Derelict Vessel Recovery
Derelict and abandoned vessels are a problem in the waters of Washington State, including the San Juan Islands. They pose hazards to navigation, detract from the aesthetics of the area and are a significant source of marine debris as well as hazardous materials in marine waters and along beaches when they sink. Removing and disposing of derelict vessels before they sink saves money and prevents environmental damage.
The Washington State Department of Natural Resources has managed a program since 2003 which provides funding and guidance to local jurisdictions to help remove and dispose of these vessels. The local jurisdiction is reimbursed for up to 90% of the costs to remove and dispose of these vessels. San Juan County was part of this program until 2008 when, due to budget constraints, it ended the local program.
The program had great success from 2003 to 2008, raising and removing over 50 vessels and removing others from the beaches. Since the program ended in 2008 there have been reports of sinking vessels that have not been recovered.
A1 Marine Services of Friday Harbor was a contractor for derelict vessel removal program and the owner, Terry Whalen, proposed a monitoring program to check the waters for potentially derelict vessels, provide an outreach program to inform boat owners of their responsibilities and ultimately keep vessels from sinking and polluting. He made the point that salvaging a large boat, 40-70 feet long, from shallow water would cost about $85,000, while towing one to Bellingham for disposal before it sank would cost $2,500. That’s an $82,500 savings by catching the problem early!

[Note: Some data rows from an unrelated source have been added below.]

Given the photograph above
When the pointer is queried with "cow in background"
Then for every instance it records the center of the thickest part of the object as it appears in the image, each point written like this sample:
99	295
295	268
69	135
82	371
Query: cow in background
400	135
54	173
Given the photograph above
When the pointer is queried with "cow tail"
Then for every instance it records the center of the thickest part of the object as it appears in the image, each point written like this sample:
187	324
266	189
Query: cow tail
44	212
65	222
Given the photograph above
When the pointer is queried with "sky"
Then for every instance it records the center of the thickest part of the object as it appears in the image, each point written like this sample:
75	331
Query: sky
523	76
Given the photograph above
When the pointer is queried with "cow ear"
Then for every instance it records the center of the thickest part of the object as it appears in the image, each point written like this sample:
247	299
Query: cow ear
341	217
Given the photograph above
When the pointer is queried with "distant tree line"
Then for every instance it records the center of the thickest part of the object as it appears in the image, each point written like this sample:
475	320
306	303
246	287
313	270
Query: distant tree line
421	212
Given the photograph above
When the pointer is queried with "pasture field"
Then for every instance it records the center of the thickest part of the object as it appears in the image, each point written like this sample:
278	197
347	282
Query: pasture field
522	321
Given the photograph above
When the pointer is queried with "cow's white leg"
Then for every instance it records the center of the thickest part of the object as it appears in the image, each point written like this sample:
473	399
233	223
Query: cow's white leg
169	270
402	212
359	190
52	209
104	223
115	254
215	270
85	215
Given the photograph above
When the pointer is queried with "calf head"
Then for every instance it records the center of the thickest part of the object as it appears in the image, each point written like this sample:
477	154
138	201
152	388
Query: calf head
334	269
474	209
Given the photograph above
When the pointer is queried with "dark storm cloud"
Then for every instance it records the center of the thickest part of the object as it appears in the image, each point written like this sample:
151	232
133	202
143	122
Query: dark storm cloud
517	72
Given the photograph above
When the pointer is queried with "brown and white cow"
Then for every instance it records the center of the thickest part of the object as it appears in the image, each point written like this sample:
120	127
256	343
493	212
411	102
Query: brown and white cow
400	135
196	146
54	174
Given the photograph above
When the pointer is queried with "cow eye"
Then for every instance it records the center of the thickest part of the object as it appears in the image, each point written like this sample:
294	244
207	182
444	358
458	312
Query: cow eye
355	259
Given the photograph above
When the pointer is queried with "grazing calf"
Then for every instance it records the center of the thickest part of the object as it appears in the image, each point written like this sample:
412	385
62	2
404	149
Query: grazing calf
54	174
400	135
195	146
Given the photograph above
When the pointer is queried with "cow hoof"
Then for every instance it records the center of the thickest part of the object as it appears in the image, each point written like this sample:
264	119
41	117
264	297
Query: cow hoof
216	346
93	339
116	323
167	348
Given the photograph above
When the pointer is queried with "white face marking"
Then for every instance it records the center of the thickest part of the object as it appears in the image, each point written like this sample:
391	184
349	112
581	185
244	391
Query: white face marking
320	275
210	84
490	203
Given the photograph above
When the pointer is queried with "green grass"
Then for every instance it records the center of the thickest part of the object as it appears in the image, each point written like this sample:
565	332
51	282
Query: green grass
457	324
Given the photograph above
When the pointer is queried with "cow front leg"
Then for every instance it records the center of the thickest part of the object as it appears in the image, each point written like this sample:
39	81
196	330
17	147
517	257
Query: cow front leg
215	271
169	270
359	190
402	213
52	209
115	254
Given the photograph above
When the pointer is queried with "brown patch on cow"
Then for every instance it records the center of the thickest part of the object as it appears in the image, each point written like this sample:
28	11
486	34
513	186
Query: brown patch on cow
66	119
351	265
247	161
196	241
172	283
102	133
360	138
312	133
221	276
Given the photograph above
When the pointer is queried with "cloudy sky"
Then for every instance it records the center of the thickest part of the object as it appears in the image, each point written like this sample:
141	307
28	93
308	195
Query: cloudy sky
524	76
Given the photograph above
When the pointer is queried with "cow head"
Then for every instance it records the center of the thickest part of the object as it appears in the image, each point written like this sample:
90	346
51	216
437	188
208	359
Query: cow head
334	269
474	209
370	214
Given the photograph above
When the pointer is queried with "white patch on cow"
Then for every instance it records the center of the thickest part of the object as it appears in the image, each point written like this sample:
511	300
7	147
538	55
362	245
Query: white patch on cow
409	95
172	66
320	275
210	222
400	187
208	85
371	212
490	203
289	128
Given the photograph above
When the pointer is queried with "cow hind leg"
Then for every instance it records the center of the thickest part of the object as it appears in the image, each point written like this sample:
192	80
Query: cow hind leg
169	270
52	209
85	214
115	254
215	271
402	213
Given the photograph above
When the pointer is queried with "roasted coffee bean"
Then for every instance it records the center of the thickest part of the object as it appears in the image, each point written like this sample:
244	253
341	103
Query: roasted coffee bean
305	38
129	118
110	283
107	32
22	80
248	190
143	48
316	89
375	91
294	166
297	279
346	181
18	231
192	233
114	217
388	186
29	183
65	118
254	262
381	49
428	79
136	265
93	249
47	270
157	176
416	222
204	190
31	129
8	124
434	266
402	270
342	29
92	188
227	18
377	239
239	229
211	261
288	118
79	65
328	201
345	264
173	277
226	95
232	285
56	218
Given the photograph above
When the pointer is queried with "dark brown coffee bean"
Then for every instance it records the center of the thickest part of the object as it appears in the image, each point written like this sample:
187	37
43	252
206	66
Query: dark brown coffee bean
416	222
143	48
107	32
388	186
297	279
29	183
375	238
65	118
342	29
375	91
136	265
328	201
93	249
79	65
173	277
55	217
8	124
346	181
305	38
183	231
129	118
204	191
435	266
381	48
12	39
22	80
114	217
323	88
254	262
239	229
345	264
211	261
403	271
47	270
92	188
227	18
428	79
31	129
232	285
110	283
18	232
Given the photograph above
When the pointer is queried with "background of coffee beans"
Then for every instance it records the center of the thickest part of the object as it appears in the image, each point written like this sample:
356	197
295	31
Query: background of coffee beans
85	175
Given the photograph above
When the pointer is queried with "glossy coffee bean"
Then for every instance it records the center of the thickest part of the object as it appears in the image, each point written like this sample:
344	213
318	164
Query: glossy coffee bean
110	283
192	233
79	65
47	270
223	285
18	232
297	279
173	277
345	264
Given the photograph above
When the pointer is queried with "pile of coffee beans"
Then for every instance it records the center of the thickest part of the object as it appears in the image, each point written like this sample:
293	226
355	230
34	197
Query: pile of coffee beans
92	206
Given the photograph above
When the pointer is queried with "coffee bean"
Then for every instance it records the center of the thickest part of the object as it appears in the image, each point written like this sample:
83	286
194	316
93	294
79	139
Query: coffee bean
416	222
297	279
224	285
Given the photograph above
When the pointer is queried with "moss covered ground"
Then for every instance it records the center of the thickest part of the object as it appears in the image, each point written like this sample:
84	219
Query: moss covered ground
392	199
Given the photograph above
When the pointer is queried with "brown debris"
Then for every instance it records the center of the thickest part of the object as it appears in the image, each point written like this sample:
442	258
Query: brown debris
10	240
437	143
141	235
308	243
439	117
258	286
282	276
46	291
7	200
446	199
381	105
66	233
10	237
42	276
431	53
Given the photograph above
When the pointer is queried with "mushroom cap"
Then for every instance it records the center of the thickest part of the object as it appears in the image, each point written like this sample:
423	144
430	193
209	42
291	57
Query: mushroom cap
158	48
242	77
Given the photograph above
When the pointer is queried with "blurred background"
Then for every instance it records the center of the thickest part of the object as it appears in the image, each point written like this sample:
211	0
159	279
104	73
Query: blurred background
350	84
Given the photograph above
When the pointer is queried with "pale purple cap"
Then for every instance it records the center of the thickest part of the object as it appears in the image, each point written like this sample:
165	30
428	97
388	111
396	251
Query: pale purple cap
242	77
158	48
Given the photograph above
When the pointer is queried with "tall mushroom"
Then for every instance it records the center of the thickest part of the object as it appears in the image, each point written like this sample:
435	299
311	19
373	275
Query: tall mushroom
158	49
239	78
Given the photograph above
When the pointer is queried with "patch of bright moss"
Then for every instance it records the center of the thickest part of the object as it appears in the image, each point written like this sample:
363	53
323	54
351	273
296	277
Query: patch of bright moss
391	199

MRC Action on the Derelict Vessel Program
Barbara Marrett, Port of Friday Harbor Commissioner and an MRC member saw the need to resurrect the Derelict Vessel Removal Program in San Juan County. She worked with Terry Whalen to publicize the problem wherever and however they could and worked with County officials to develop potential ways to start the program again. Their combined efforts and a variety of contacts by the MRC brought great attention to the problem, but for a long time yielded little of a solution.
Finally, in 2010, after a presentation about the problem, the local Power Squadron raised a significant amount of money toward resurrecting the program. The MRC promised some funds as did a local group, the Common Sense Alliance. The Port of Friday Harbor offered up to $10,000 in in-kind services to assist. The grass root efforts of these groups and the MRC caught the attention of the County and, with logistics and assistance from the MRC staff, the County voted to reinstate the program in July, 2011.